At this point, I can think of a couple ways to proceed:

  1. Switch from ext4 to a filesystem with a larger maximum link count. Assuming the growth in link count within my backups is roughly linear, a 32-bit value should be enough to last me the rest of my life.
  2. Modify the program to do something a bit smarter re: large numbers of links.
  3. Switch to a differnt backup system entirely.
  4. Switch to a filesystem that does de-duplication itself (e.g. btrfs).

All of these have pros and cons. Everything but (2) invovles moving my existing backups. (1) and (4) require reformatting the drives, which means I’d need to find somewhere to store the data in the interm. (3) is likely to not have this problem, since there’s enough storage on the existing filesystem to store several full copies of the current data. (2) requires the most work on my part, and could be tricky to pull off.

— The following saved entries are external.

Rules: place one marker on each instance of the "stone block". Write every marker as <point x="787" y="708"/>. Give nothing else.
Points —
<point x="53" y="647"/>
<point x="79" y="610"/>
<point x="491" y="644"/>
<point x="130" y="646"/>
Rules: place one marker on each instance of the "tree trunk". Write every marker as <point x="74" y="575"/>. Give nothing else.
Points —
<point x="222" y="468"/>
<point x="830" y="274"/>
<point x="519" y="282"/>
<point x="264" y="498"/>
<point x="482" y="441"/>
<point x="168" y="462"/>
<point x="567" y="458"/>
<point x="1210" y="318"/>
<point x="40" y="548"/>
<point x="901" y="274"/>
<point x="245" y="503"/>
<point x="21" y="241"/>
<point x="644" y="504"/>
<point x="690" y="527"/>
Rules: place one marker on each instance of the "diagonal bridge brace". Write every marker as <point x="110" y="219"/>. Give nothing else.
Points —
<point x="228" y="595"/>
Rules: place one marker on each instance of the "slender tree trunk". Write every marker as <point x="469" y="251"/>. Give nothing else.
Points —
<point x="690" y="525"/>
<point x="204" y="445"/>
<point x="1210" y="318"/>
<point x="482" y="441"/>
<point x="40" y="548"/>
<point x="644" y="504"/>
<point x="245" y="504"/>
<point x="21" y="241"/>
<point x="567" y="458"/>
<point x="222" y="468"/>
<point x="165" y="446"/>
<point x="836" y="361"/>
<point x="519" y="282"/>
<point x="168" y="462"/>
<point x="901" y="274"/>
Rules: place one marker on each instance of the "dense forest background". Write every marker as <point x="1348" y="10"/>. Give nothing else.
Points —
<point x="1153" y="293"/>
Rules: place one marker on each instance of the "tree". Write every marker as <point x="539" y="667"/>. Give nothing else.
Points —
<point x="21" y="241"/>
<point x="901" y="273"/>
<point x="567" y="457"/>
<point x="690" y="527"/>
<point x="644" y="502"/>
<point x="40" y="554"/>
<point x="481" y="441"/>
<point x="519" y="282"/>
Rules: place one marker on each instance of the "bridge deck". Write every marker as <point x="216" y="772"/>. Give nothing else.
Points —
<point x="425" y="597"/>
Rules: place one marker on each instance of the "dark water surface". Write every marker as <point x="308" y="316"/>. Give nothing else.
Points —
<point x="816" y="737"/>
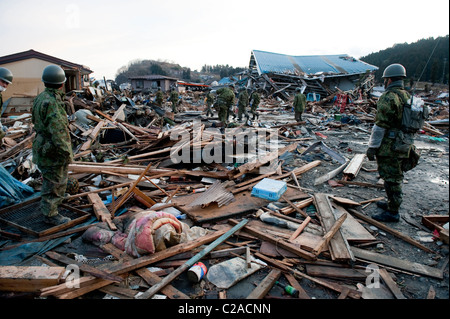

If switching to a new backup system, I’d like to maintain all three of the core features mentioned above. Right now I’m dumping the existing backups into camlistore, with its storage on the same drive. It definitely has feature (1), and I’m less worried about corrupting the data than I am with my current system. It will also be more generally flexible; it will be pretty simple to back up things remotely, and with the third-leg feature I might even be able to start thinking about offsite backups. The initial import is taking a long time. It remains to be seen whether incremental backups will be fast enough. If this works out I’ll just stick with it; camlistore is something I’ve been itching to play with anyway, and this will give me an excuse.

I’ll report back at some point when I’ve figured out a long term solution.